Quanto può essere importante, per molti malati, il suo ruolo?
Di certo io non sono il salvatore dell’ospedale, ma cerco di fare la mia piccola parte, come ognuno degli oltre duemila dipendenti dell’azienda ospedaliera. Diciamo che mentre gli altri si occupano di “curare” io dovrei cercare di “prendermi cura” del paziente, considerando tutte le componenti psicologiche, religiose e sociali del malato inteso come “soggetto” del percorso e non solo come “oggetto” che viene curato. In questo, devo dire la verità, non sono solo: il percorso di “umanizzazione” della medicina è ben presente agli operatori sanitari e i molti volontari che operano in ospedale danno un enorme contributo.
Tracciamo il bilancio di un anno di attività: qual è stato il momento più piacevole?
Sicuramente i momenti più belli sono quelli in cui la relazione riesce ad approfondirsi, le persone si aprono e si arriva a parlare di fede, una fede che è messa molto in crisi dalla sofferenza e che vorrebbe delle risposte ai molti “perché”. Poi mi lascia sempre piccoli sprazzi di gioia entrare nella chiesa dell’ospedale e vedere qualcuno dei dipendenti, magari in divisa, che sta pregando. Mi chiedo sempre: «Chissà chi sta portando davanti al Signore?».
Quando si è sentito in particolare difficoltà?
La sofferenza dei bambini, e quindi delle famiglie, lascia sempre senza parole e si vive l’inadeguatezza del proprio ruolo. È umanamente difficilissimo e in questo ammiro molto gli operatori dell’ospedale infantile.
Ci sono quindi differenze tra il lavorare al Civile e all’Infantile e al Borsalino?
Sono tre luoghi ma di una stessa realtà. In tutti c’è la grande professionalità del personale, che spesso va ben oltre allo stretto dovere lavorativo. Rispetto all’ospedale civile, che è una struttura grande e variegata, le realtà più piccole dell’infantile e del Borsalino fanno forse percepire di più l’aspetto di sentirsi in una comunità, quasi familiare, che accoglie e si prende cura. Ma questo, a pensarci bene, si sperimenta anche nel piccolo cosmo di ogni reparto del civile.
Le è mai capitato di essere stato rifiutato?
Certo, a volte succede, ma non spessissimo. Il momento della malattia lascia spiazzati, qualcuno vive sentimenti di ribellione e persino di vergogna e così non ha molta voglia di parlare o di esporsi.
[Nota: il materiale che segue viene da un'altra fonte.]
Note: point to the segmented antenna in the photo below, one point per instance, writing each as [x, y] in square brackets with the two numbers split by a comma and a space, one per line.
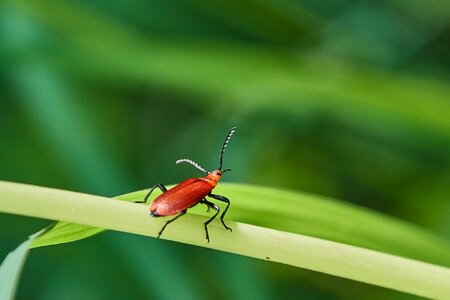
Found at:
[192, 163]
[225, 145]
A volte sono proprio i credenti, che sentendosi in qualche modo “traditi” da Dio, si chiudono in se stessi.
Facciamo un augurio all’ospedale… nel giorno della sua festa.
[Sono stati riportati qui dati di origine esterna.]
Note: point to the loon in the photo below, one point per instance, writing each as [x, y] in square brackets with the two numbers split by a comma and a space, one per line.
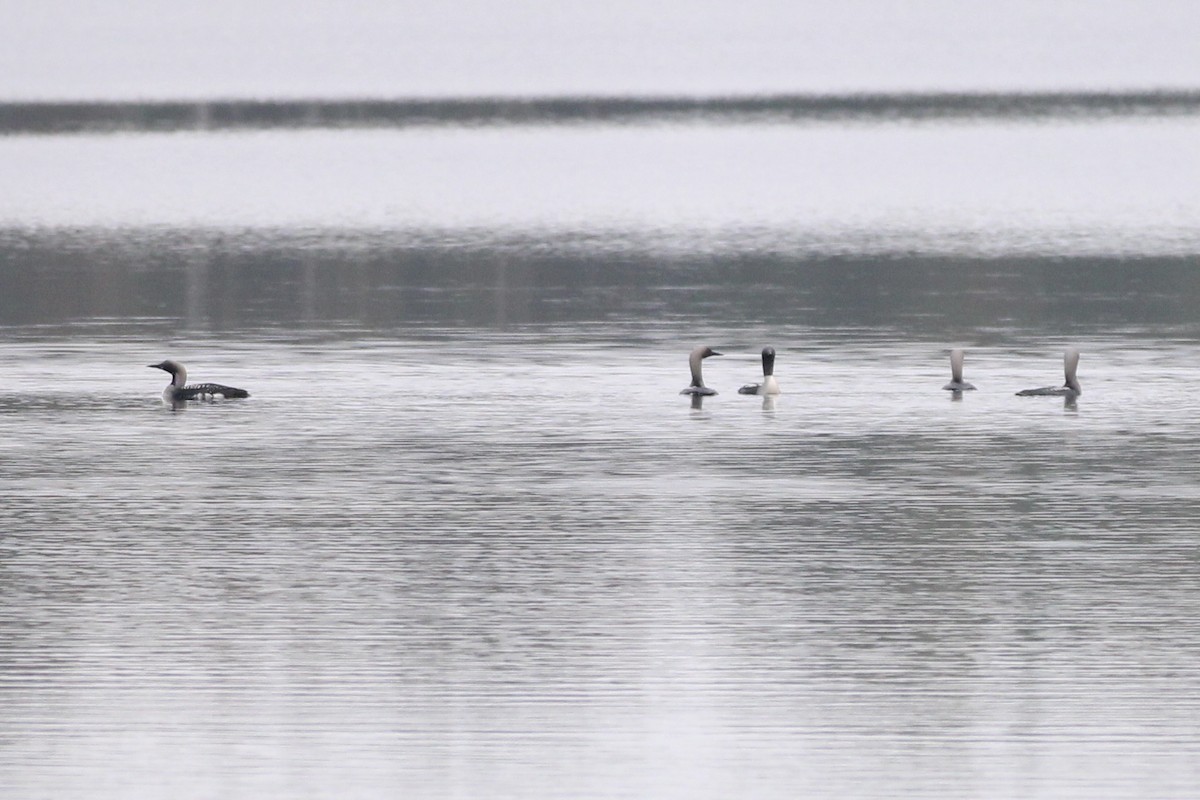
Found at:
[177, 390]
[1069, 389]
[957, 383]
[697, 383]
[768, 385]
È difficile. Anzitutto vorrei esprimere gratitudine per questo primo anno che vi ho trascorso: grazie a tutti per l’accoglienza ma soprattutto per le esperienze vissute insieme e per quanto ogni incontro mi ha dato. Poi auguro a tutti di continuare nella strada percorsa, sempre migliorando. A chi è ricoverato, auguro di superare questa fase della vita, conservando il proprio equilibrio, la speranza e anche un po’ di fede! A chi in ospedale lavora, auguro di ricordarsi anche nel nuovo anno di essere qui non unicamente “per” gli ammalati ma soprattutto “con” gli ammalati, sapendo ascoltare il loro pensiero, le loro esperienze ed esigenze, le loro proposte.